Navegando
– Capitán, ¿cuánto falta para llegar? –preguntó la hermosa dama– ¿vamos por buen rumbo?
El capitán no parecía escucharla.
– Yo confío en usted. Hay algo que me dice que sabe lo que hace. Sé que tiene experiencia, y tenemos un pacto: que nos llevará a puerto, sanos y salvos. Pero a veces me da la sensación de que no le importa nada, de que navega usted sin rumbo, o peor, en círculos. ¡Incluso se diría que retrocedemos!
El gesto del capitán se agrió. Y ella sabía lo que eso significaba.
– No me gusta que se ponga usted así, ¡y ni se le ocurra levantarme la voz! Sabe que lo que le digo es cierto. No es que desconfíe, pero trato de entender. Usted lo comprende ¿verdad?

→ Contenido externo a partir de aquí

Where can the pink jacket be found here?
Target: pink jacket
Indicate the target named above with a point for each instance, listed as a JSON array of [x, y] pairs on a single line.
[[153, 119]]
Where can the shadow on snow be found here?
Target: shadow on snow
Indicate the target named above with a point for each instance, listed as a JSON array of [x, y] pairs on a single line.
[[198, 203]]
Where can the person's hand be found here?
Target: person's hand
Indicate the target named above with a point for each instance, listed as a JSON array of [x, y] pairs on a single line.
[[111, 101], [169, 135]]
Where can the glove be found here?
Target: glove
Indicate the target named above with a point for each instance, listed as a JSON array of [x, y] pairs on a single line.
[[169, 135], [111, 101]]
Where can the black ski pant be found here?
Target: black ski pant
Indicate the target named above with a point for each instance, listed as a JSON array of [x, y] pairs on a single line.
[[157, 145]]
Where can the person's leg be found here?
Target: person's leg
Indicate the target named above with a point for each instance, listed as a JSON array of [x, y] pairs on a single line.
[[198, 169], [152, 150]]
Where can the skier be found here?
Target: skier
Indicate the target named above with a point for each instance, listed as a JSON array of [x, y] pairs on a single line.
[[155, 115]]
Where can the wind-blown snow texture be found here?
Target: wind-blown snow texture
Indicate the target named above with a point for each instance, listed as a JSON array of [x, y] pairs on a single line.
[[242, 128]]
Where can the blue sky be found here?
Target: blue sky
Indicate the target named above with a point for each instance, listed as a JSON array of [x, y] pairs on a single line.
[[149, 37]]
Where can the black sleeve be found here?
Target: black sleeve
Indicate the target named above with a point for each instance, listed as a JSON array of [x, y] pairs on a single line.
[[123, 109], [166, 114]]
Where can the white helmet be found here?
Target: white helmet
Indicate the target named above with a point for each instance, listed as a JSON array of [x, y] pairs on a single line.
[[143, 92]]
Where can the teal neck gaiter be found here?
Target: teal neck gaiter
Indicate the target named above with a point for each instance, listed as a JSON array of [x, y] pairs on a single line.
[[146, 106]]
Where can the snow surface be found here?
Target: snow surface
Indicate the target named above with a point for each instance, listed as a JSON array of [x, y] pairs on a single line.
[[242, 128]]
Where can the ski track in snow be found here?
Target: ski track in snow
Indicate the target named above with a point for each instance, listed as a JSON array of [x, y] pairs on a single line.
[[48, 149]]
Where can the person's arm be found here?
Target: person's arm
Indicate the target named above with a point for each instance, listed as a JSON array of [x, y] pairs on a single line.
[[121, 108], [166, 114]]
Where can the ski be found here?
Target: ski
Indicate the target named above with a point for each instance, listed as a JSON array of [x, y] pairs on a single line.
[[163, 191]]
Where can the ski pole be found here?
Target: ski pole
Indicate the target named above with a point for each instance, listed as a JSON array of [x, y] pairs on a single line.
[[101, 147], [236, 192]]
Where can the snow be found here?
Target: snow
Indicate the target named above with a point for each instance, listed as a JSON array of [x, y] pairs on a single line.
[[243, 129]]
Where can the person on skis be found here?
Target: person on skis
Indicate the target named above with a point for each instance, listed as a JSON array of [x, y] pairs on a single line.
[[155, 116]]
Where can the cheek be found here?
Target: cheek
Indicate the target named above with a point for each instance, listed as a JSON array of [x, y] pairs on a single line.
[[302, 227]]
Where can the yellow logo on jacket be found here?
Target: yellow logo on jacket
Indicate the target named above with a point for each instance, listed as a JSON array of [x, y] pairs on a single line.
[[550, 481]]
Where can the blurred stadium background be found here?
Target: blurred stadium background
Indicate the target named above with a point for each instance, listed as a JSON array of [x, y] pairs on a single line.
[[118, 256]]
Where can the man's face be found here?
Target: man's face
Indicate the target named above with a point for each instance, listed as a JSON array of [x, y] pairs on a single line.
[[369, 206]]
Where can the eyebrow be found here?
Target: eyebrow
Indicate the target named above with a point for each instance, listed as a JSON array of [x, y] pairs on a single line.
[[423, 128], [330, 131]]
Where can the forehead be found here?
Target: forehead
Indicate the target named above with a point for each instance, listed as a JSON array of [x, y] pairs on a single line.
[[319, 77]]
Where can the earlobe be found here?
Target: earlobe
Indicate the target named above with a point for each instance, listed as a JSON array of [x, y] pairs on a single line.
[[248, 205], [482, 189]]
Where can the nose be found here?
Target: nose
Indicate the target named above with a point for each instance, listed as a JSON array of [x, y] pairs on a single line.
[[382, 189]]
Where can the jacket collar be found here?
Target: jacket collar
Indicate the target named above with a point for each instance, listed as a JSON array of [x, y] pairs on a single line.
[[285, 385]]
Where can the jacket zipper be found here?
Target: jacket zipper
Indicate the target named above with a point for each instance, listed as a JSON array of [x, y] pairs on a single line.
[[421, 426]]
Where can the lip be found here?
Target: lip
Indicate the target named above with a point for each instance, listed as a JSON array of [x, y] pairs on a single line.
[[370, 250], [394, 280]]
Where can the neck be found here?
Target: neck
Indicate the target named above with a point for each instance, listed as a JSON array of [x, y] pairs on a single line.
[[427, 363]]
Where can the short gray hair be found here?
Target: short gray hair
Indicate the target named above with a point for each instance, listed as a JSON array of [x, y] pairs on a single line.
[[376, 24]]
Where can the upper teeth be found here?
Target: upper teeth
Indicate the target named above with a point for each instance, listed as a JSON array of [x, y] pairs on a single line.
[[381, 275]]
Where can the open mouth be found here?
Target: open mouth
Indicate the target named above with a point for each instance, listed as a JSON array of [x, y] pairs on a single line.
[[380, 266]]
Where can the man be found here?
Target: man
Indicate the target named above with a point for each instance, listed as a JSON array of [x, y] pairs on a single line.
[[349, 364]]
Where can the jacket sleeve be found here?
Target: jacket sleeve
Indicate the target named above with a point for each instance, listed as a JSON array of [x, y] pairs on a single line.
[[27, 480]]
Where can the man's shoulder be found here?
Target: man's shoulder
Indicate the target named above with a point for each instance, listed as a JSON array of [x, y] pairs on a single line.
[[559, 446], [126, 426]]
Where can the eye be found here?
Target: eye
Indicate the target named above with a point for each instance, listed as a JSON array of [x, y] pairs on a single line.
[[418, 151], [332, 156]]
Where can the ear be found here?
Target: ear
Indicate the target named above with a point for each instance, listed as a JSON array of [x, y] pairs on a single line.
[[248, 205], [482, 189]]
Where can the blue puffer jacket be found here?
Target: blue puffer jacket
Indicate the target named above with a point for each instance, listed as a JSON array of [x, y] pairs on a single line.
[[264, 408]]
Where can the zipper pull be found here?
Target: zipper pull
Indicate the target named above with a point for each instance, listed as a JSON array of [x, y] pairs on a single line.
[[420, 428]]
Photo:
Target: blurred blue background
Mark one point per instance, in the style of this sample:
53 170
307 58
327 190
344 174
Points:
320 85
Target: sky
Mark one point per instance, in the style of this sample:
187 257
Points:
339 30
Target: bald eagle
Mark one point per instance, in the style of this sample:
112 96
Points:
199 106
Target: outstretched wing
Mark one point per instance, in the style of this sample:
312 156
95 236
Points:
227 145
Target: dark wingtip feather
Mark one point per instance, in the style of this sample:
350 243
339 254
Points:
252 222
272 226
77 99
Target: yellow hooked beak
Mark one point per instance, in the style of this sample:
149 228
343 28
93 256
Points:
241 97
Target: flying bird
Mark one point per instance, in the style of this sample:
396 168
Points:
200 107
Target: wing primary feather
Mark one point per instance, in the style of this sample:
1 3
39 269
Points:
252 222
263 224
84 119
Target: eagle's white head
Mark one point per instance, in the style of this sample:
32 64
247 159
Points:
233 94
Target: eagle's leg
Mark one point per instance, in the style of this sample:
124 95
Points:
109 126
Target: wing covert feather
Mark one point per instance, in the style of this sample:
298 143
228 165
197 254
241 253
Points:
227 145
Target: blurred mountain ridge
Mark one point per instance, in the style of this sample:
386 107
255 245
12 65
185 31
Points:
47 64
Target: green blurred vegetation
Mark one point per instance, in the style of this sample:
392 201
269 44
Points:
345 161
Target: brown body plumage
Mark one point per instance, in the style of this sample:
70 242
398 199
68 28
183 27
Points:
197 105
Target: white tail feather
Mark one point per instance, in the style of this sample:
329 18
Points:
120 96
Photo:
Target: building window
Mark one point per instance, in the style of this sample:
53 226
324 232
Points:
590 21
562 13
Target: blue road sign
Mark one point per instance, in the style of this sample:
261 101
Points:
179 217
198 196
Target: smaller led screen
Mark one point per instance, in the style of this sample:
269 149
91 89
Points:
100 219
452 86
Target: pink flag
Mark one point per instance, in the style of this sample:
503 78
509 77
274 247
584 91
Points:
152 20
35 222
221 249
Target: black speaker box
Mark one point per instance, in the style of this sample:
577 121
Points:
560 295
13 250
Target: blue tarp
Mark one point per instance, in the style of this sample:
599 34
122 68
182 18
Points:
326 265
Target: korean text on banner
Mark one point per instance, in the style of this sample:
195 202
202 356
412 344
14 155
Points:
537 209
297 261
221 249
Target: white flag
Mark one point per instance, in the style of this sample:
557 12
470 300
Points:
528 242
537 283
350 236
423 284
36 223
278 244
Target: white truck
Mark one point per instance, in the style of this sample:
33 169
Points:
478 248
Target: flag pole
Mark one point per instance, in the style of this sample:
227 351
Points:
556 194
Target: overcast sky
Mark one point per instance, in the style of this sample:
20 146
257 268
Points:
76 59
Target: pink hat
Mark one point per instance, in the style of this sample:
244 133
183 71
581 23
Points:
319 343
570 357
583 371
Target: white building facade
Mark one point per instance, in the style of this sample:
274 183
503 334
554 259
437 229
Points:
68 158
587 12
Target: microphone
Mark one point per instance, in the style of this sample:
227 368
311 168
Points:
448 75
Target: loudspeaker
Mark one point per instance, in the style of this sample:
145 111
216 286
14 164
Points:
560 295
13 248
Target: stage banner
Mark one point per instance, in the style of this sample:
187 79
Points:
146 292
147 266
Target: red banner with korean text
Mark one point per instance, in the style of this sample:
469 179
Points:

El viento volvió a cambiar. Maldito Eolo caprichoso. Él sabía perfectamente lo que eso significaba: volver a girar el timón, izar la mayor, girar a estribor, y fiándose más de su intuición que de las cartas marinas, sortear el arrecife. Pero sobretodo significaba tener que escucharla otra vez, y mirale a los ojos para que no creyese que no le importa. Porque le importa más que el mar en el que ha crecido y navegado desde que su memoria alcanza a recordar. Este viaje, el más peligroso, el que le hace recorrer las latitudes que antaño le hicieron zozobrar una y otra vez, lo hacía con y por ella. Pero eso significaba estar atento, estar concentrado, y le gustase o no, cambiar de rumbo para acoplarse a vientos y mareas. Y escuchar mientras ellas no entendía.